Magdeburg’s principal street is Breite Strasse. The name has remained unchanged for a very long time. Its simple but confident assertion seems to me to speak for the good sense of the citizens of Magdeburg. Other towns would long since have given their main thoroughfare a more sonorous name. In that simple unchangingness I sense history and tradition. Germany has few streets in which the character of a historical thoroughfare has remained so clearly visible. Even so, there is a fight going on between the old constancy and the new zealotry, that “neue Sachlichkeit” that leaves no place, no movement, no association, no community untouched, disrupting the honest features of the preserved facades with a wilful cool boldness, with smooth, neutral, disagreeably emphatic concrete. Modern apartment blocks are simplistic; in their large windows and flat roofs, the brutal intention of putting space, light and air to work, to save money, and implacably to further the health of man, beast and machine, lives the whole rampant, improving arrogance of our time that knows no self-restraint; and the small towns, afraid they might end up behind the times, instead anticipate them, adopt their tempo, and so make a mess of their best architectural virtues. Opposite the old and really beautiful cathedral set in a dignified and pensive ring of dark green, lurks the Reichsbank building, a gruesome instance of contemporary barrack- and factory-culture, a stone slap in the face, spattered down at the feet of the house of prayer. They are just now in the process of cutting down a few trees giving their own shade in the shade of the cathedral. I would bet that within ten years the vogue for skyscrapers and tower blocks will have utterly destroyed the cathedral square and possibly the cathedral itself. Then the fine café, the Café Dom, a holy temple of ancient chess players where the smoke of innumerable cigars has magically tinted ceiling, pillars and walls, will have given way to a modern “metropolitan” cafeteria of linoleum, glass and chrome, one of those hygienic execution sites with dance music that we have nowadays.

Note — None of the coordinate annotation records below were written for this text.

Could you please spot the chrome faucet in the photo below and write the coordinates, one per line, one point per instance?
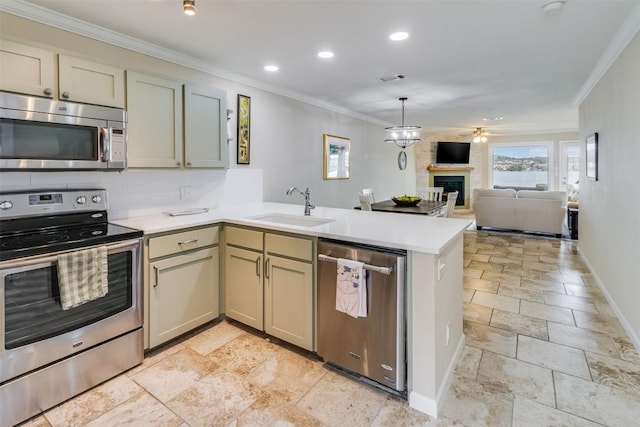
(307, 199)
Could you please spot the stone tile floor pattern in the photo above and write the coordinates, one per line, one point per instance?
(543, 348)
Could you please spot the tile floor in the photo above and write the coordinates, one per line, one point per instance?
(543, 349)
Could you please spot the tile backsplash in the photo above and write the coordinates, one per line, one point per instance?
(143, 192)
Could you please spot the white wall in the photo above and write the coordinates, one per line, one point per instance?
(609, 220)
(286, 143)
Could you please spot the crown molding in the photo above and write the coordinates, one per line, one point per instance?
(76, 26)
(623, 37)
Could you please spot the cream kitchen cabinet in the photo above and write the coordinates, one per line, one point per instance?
(175, 125)
(243, 283)
(269, 283)
(32, 71)
(26, 69)
(288, 289)
(154, 131)
(182, 283)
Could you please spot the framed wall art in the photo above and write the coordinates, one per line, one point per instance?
(592, 156)
(336, 157)
(244, 129)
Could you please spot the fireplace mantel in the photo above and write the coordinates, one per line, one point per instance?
(449, 168)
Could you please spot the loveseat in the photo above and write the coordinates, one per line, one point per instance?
(524, 210)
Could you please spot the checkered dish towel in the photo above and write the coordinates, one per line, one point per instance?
(82, 276)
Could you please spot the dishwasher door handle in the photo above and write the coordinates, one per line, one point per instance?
(383, 270)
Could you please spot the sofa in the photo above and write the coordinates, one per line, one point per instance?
(523, 210)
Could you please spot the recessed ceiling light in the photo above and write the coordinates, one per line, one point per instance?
(401, 35)
(552, 7)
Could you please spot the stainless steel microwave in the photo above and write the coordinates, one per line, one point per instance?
(44, 134)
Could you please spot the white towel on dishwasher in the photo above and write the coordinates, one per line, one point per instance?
(351, 288)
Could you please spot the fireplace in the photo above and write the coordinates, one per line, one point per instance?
(451, 183)
(453, 178)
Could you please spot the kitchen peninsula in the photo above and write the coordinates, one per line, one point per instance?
(434, 273)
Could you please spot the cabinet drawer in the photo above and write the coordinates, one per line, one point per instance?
(250, 239)
(289, 246)
(182, 241)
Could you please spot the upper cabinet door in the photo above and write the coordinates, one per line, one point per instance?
(155, 121)
(205, 130)
(26, 69)
(90, 82)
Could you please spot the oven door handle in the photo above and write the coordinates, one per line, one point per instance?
(54, 258)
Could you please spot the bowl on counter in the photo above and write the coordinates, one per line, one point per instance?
(406, 200)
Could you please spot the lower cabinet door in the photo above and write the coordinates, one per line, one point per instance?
(243, 286)
(289, 301)
(184, 294)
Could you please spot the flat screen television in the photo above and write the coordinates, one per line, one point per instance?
(453, 152)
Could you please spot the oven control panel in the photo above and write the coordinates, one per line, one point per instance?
(21, 204)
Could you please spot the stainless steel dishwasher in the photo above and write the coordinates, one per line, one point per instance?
(372, 346)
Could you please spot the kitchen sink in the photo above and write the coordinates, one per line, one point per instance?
(297, 220)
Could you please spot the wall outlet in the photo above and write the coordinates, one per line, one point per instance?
(447, 332)
(186, 193)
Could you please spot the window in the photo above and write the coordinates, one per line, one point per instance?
(522, 165)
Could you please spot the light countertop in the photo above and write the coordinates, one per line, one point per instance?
(419, 233)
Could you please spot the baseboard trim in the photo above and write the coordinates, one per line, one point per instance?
(430, 406)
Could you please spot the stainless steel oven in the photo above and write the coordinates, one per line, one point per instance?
(39, 134)
(49, 354)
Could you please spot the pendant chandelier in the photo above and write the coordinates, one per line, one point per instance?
(479, 135)
(403, 136)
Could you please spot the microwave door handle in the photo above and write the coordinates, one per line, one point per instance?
(104, 144)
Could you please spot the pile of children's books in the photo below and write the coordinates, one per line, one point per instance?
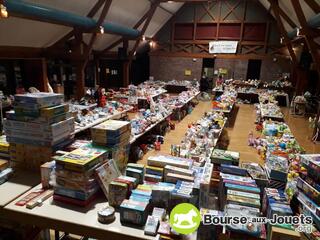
(5, 171)
(75, 175)
(115, 135)
(309, 191)
(240, 196)
(39, 125)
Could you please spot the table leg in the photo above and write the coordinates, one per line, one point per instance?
(56, 235)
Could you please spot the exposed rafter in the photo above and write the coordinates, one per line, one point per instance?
(313, 5)
(276, 9)
(100, 21)
(163, 8)
(151, 12)
(120, 40)
(287, 18)
(91, 14)
(308, 37)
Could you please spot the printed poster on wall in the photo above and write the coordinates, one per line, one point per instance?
(223, 46)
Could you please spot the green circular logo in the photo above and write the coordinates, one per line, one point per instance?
(185, 218)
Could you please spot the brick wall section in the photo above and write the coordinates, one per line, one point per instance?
(237, 68)
(168, 68)
(270, 69)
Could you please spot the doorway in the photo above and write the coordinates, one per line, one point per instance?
(208, 70)
(254, 68)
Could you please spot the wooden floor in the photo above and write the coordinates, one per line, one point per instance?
(238, 133)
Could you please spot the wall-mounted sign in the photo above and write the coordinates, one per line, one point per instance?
(187, 72)
(223, 46)
(223, 71)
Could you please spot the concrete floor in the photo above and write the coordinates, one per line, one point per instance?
(238, 133)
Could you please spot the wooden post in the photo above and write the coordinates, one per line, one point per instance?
(44, 76)
(126, 73)
(80, 79)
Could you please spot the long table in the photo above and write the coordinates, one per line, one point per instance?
(135, 137)
(101, 120)
(17, 185)
(75, 220)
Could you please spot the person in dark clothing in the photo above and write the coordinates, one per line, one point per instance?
(204, 84)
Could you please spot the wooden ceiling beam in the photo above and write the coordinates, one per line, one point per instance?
(313, 5)
(287, 18)
(101, 19)
(91, 14)
(276, 9)
(151, 12)
(308, 34)
(120, 40)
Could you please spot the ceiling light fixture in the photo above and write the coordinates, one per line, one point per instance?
(281, 40)
(298, 31)
(3, 10)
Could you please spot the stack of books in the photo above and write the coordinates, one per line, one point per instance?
(4, 148)
(115, 135)
(39, 125)
(309, 189)
(240, 196)
(5, 171)
(275, 204)
(75, 175)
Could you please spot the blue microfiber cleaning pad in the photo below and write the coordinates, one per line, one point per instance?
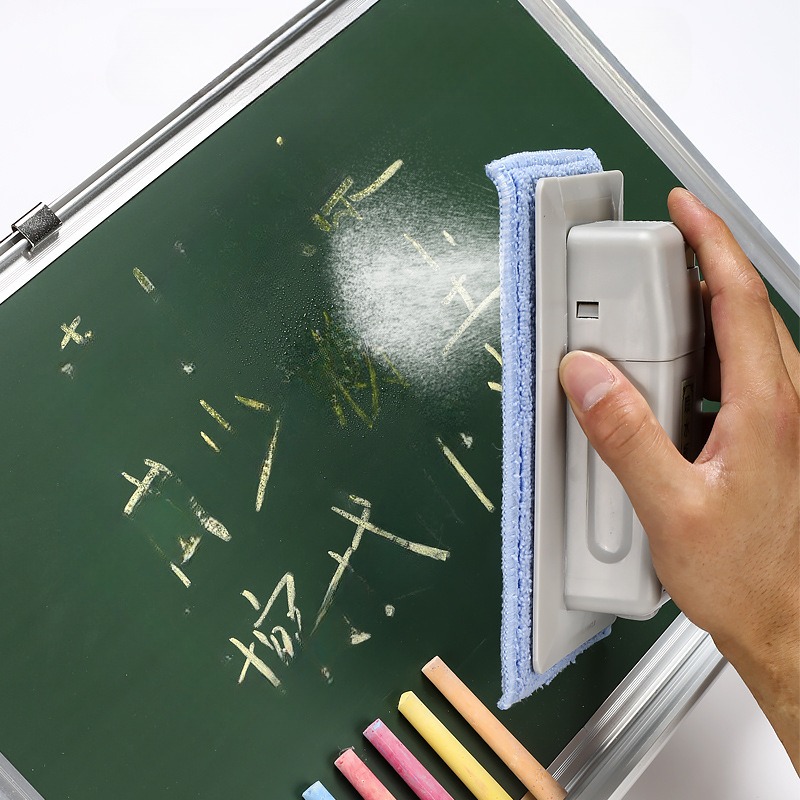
(515, 178)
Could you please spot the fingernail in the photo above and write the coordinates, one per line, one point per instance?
(585, 378)
(694, 198)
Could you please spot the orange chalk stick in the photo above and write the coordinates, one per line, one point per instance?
(536, 779)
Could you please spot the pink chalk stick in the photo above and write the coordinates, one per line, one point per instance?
(404, 763)
(359, 774)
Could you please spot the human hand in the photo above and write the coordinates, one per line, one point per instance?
(724, 531)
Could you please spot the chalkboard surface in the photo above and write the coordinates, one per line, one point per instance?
(251, 436)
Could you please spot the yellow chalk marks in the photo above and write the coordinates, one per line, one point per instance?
(143, 486)
(181, 575)
(494, 353)
(144, 281)
(424, 253)
(358, 637)
(188, 547)
(470, 319)
(257, 405)
(71, 333)
(266, 466)
(458, 288)
(378, 182)
(468, 479)
(252, 658)
(414, 547)
(211, 524)
(217, 416)
(210, 442)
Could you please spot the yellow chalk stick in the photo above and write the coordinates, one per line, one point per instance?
(450, 750)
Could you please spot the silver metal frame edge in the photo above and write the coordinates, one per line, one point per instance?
(626, 733)
(644, 115)
(87, 205)
(12, 785)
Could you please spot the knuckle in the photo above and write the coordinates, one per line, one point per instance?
(752, 285)
(622, 428)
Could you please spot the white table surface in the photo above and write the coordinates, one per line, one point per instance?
(86, 78)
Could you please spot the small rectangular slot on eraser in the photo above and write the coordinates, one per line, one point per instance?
(588, 310)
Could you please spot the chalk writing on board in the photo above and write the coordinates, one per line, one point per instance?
(346, 372)
(71, 333)
(210, 442)
(494, 385)
(266, 466)
(474, 313)
(214, 414)
(143, 280)
(468, 479)
(279, 639)
(363, 524)
(423, 252)
(256, 405)
(327, 219)
(194, 522)
(357, 636)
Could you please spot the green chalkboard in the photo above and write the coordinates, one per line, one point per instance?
(312, 289)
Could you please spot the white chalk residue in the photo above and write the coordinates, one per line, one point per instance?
(407, 291)
(358, 637)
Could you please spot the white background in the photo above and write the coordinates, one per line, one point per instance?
(84, 79)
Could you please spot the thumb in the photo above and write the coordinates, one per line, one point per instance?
(625, 433)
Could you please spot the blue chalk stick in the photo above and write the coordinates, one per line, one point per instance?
(317, 792)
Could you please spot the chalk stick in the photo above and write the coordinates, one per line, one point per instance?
(359, 774)
(405, 763)
(317, 792)
(450, 750)
(536, 779)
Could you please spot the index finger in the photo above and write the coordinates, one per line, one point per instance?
(741, 314)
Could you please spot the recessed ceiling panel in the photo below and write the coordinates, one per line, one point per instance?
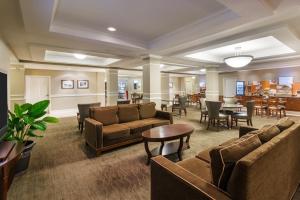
(64, 57)
(140, 19)
(258, 48)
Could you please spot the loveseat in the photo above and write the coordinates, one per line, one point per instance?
(115, 126)
(263, 164)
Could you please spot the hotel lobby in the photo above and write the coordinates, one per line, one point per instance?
(140, 99)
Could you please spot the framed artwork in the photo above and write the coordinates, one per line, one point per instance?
(67, 84)
(82, 84)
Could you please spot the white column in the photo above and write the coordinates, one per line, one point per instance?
(196, 84)
(165, 90)
(151, 80)
(101, 88)
(112, 86)
(212, 84)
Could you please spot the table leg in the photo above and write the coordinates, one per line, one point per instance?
(149, 155)
(161, 147)
(179, 152)
(188, 141)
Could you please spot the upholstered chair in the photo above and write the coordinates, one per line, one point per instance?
(213, 108)
(244, 116)
(84, 112)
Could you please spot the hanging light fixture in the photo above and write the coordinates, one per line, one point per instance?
(238, 60)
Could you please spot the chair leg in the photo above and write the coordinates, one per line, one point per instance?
(209, 120)
(81, 129)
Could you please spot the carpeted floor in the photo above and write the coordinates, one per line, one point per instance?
(62, 168)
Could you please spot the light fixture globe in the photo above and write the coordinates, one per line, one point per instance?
(238, 61)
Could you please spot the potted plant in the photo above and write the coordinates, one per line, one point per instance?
(23, 123)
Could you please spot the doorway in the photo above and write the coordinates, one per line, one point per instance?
(37, 88)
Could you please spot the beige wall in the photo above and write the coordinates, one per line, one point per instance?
(258, 75)
(69, 98)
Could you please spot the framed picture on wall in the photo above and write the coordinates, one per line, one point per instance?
(67, 84)
(82, 84)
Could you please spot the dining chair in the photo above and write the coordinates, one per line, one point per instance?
(244, 116)
(203, 110)
(213, 108)
(180, 105)
(84, 112)
(260, 106)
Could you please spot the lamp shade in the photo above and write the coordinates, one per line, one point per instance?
(238, 61)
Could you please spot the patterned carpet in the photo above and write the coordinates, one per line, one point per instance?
(62, 168)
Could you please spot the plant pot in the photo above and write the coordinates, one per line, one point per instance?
(24, 160)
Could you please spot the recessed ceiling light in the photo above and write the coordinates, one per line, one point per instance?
(112, 29)
(79, 56)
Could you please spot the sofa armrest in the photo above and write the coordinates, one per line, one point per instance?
(164, 115)
(245, 129)
(170, 181)
(93, 133)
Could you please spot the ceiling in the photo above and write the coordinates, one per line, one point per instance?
(53, 30)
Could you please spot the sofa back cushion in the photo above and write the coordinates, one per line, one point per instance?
(224, 157)
(266, 133)
(284, 123)
(128, 113)
(269, 172)
(105, 115)
(147, 110)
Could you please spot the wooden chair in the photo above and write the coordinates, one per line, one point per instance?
(84, 112)
(260, 106)
(181, 105)
(213, 108)
(282, 106)
(244, 116)
(203, 110)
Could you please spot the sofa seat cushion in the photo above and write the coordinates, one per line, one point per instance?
(105, 115)
(224, 157)
(266, 133)
(197, 167)
(128, 113)
(155, 122)
(147, 110)
(115, 131)
(284, 123)
(137, 126)
(204, 155)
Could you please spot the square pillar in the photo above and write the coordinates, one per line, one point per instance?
(112, 86)
(151, 80)
(212, 84)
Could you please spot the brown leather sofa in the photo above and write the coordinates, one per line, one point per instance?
(262, 164)
(115, 126)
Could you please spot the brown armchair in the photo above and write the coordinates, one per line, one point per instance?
(84, 112)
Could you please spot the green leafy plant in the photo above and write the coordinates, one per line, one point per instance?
(27, 119)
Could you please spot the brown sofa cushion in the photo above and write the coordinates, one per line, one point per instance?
(224, 158)
(284, 123)
(154, 122)
(105, 115)
(197, 167)
(115, 131)
(128, 113)
(137, 126)
(147, 110)
(204, 155)
(266, 133)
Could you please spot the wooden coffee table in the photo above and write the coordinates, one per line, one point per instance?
(167, 133)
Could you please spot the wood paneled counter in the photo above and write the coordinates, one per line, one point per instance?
(292, 102)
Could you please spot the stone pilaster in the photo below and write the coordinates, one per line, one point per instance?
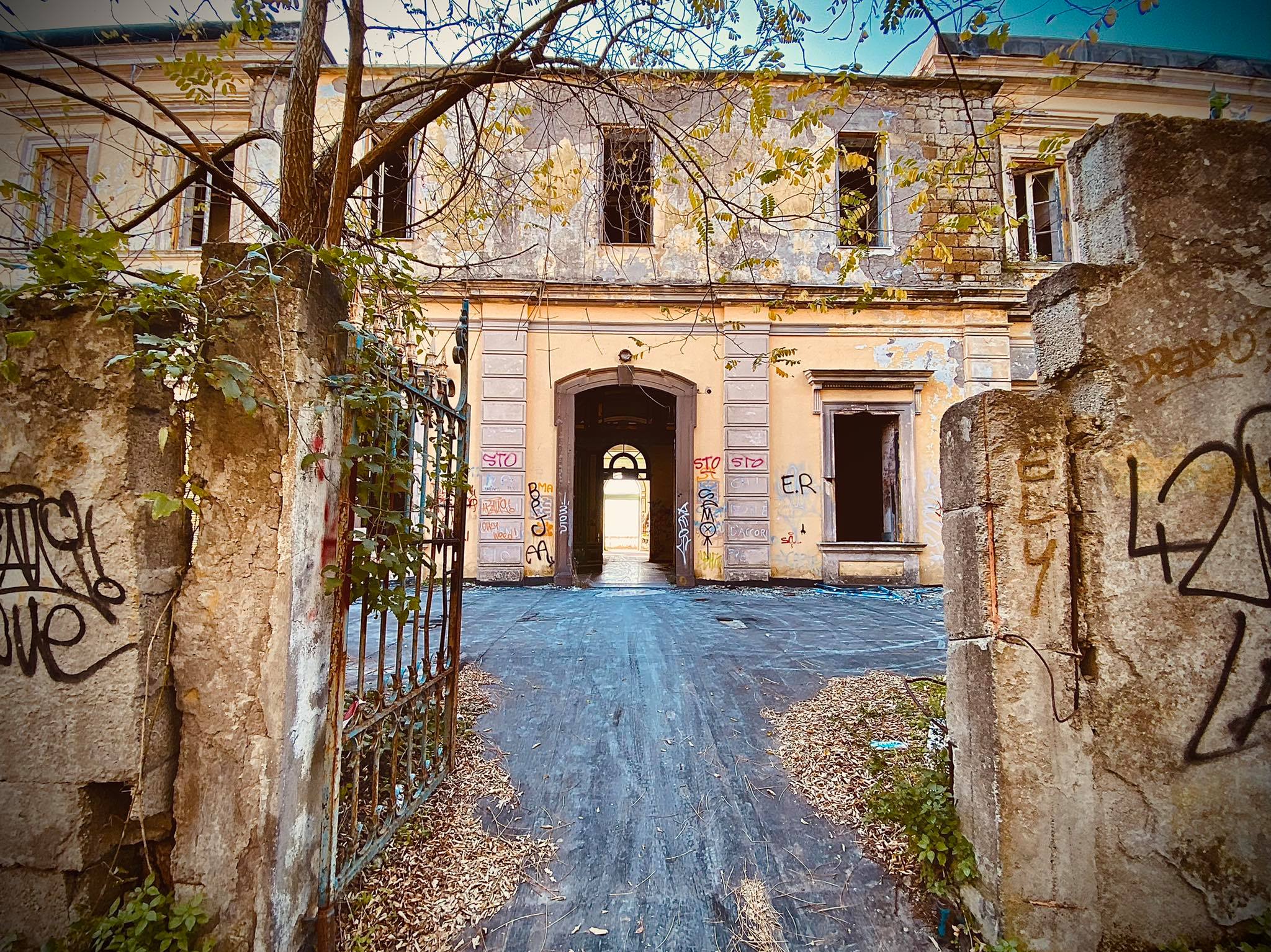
(747, 552)
(501, 464)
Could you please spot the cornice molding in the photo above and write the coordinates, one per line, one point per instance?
(538, 293)
(886, 379)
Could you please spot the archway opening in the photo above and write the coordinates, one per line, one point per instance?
(624, 486)
(624, 514)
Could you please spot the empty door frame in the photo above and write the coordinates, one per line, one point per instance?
(685, 393)
(908, 490)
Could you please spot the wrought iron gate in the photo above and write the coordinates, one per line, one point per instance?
(395, 632)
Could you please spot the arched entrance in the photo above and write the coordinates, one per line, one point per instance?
(653, 410)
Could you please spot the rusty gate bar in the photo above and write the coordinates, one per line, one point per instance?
(392, 724)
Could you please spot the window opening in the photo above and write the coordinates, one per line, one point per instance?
(63, 184)
(858, 191)
(389, 194)
(628, 187)
(206, 206)
(1040, 209)
(867, 477)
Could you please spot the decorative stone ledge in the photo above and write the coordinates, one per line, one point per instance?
(869, 564)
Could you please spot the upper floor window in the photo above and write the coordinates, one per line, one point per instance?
(1040, 209)
(63, 186)
(628, 187)
(388, 194)
(205, 207)
(860, 195)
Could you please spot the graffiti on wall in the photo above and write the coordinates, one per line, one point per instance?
(708, 523)
(1174, 367)
(797, 506)
(797, 483)
(683, 532)
(50, 576)
(707, 465)
(1036, 477)
(501, 459)
(1239, 539)
(542, 528)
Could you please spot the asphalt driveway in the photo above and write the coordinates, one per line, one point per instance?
(631, 719)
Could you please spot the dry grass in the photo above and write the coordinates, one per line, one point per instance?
(824, 745)
(758, 924)
(444, 871)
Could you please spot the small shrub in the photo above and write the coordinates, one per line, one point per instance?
(145, 920)
(919, 801)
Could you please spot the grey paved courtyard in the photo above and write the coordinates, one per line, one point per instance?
(631, 719)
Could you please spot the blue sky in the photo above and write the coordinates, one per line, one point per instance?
(1232, 27)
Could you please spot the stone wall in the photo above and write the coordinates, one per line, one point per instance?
(87, 578)
(1107, 552)
(256, 624)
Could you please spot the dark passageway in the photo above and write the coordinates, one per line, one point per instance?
(624, 434)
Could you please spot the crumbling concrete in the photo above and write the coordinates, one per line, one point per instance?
(254, 621)
(1106, 557)
(87, 580)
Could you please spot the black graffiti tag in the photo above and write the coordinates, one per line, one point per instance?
(1249, 462)
(708, 503)
(47, 549)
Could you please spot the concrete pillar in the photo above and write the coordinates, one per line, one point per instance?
(501, 464)
(1143, 819)
(747, 552)
(254, 623)
(1022, 775)
(87, 577)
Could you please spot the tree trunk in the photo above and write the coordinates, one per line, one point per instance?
(349, 125)
(298, 205)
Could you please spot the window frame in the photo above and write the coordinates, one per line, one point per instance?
(858, 141)
(182, 224)
(1027, 172)
(907, 523)
(629, 134)
(373, 192)
(36, 154)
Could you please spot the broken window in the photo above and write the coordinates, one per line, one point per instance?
(1040, 209)
(63, 184)
(860, 206)
(388, 194)
(867, 477)
(205, 206)
(628, 187)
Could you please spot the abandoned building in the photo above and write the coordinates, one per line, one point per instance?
(609, 348)
(655, 400)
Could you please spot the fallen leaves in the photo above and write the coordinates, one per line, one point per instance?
(825, 748)
(444, 871)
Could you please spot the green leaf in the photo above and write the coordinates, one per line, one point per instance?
(162, 505)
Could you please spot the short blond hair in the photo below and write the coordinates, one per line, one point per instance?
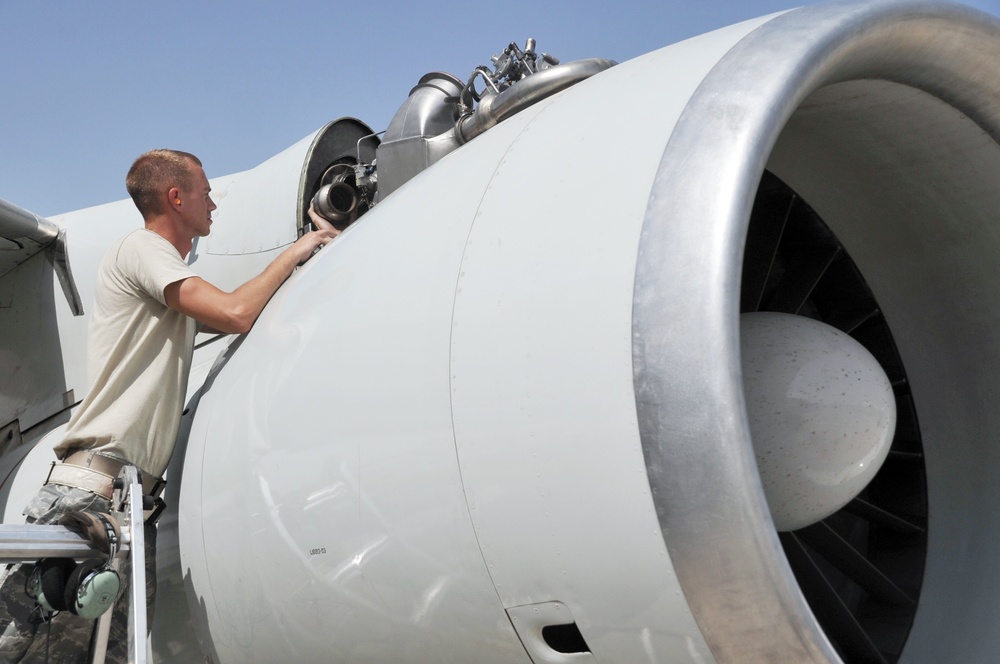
(156, 171)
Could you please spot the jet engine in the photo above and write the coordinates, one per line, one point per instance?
(511, 425)
(688, 359)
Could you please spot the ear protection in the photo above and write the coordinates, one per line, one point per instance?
(87, 590)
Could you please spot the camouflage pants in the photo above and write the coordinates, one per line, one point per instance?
(65, 639)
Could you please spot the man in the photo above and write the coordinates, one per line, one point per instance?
(146, 307)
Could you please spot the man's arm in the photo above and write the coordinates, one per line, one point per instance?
(236, 312)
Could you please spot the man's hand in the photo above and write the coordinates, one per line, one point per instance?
(236, 312)
(308, 244)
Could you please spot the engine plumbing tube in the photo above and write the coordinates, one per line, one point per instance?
(493, 109)
(336, 202)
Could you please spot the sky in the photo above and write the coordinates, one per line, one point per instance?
(88, 85)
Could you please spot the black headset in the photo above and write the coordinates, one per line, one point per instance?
(87, 590)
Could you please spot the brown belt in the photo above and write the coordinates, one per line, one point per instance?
(96, 474)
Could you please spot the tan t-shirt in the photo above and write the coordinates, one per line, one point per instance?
(138, 356)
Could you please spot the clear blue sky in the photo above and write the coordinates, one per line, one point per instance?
(87, 85)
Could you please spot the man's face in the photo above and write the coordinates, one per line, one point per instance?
(198, 204)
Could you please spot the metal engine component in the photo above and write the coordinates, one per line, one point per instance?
(337, 199)
(441, 113)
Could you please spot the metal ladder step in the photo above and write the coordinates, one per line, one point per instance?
(28, 543)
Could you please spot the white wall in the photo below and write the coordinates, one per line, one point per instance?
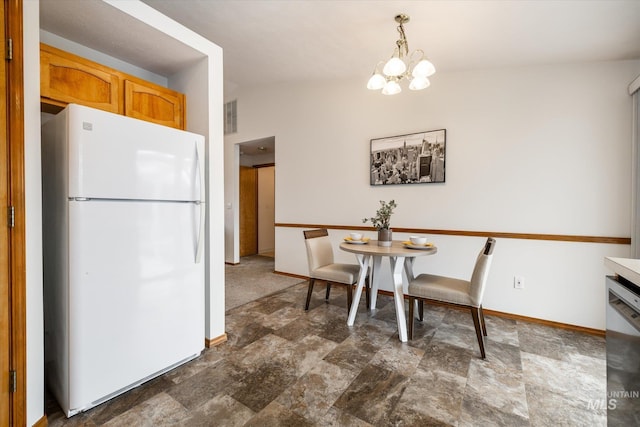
(202, 83)
(529, 150)
(33, 206)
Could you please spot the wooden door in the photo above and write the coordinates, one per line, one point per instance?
(248, 211)
(12, 234)
(154, 104)
(66, 78)
(5, 363)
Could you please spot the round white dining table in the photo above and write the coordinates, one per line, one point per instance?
(399, 256)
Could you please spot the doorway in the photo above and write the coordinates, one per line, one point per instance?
(12, 231)
(257, 197)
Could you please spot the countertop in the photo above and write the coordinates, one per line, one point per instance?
(626, 267)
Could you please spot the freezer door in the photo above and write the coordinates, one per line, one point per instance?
(136, 296)
(117, 157)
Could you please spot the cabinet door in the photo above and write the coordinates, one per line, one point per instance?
(65, 78)
(154, 104)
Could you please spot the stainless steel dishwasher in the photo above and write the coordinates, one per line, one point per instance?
(623, 352)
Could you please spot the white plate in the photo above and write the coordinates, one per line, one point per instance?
(423, 247)
(357, 242)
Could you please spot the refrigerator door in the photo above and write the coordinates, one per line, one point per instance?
(136, 297)
(117, 157)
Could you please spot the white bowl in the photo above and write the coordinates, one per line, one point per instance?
(355, 236)
(418, 240)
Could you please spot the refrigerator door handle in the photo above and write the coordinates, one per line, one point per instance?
(200, 160)
(200, 245)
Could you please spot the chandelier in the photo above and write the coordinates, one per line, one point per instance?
(414, 67)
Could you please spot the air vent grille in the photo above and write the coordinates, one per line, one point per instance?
(231, 117)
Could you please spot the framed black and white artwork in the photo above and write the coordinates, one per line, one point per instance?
(415, 158)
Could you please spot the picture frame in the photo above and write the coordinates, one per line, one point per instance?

The little booklet in which the town hall of Magdeburg is described is prefaced by an introduction from the mayor of Magdeburg. “To know our town hall is to love it!” he says.

One probably shouldn’t ever take a mayor at his word. But the limited lexicon of human feeling that gives us “love” is surely unable to cope with the enormous dimensions of this town hall. The only feeling I can muster towards this newest of German constructions is awe. This town hall strikes me as a successful effort to construct a palace for the people; the attempt to orchestrate such a thing as the dignity of the masses. The least of the details of this enormous construction is calculated not to let the masses lose human dignity. Wardrobes you don’t have to cluster around. Entrances and exits you don’t have to fight to use, an economical excess of space, space, space, in which all possibility of panic is quenched: this is the masses being educated to self-control. Noble blond wood, no carpeting, plain red and blue velvet curtains; ceilings of silvery brown wood, horizontal bank of lights on the stage, shimmering nickel ornamentation; the biggest organ in Germany (if not the whole world), with ten thousand pipes! It’s a triumph of size, number and utility. The practical is promoted to the ranks of the dignified, and dignity is confusingly close to utility.